It's on wikileaks, so it will _never_ get taken down.


----------



## Zaskar (Nov 19, 2008)

Yea I am a plank - I was all excited at the news - a little research showed me the truth of the matter - court order in place from ages ago.  Sorry u75.

I found the list as a s sheet too - much easier to peruse.

I now have a nice list of all the bnp 'activists' in the area and a person who often does vox pops with me champing at the bit to do some sort of film.

Not sure of the spin yet- now where is my body armour...

If anyone else wants the bristol bnp activist list pm me.


----------



## Zaskar (Nov 25, 2008)

Plan now is to wait a few months and try to set up some gentle inerviews Louis Theroux style.

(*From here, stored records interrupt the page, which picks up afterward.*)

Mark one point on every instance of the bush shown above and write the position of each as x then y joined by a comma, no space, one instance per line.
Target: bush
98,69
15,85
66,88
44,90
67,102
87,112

I want to know how these peope tic - and hopefully get them to think differently as well as get some great video.

I have procured myself a deeply moslem front man of asian descent.... if i pull it off it'll be a doooozie.


----------



## Orang Utan (Nov 25, 2008)

A prick you are.


----------



## Zaskar (Nov 25, 2008)

I sure am sweetie, and I love sucking em too !


----------



## lizzieloo (Nov 25, 2008)

Zaskar, maybe you should go out and change some warped minds instead of preaching to the converted.

Just an idea like.


----------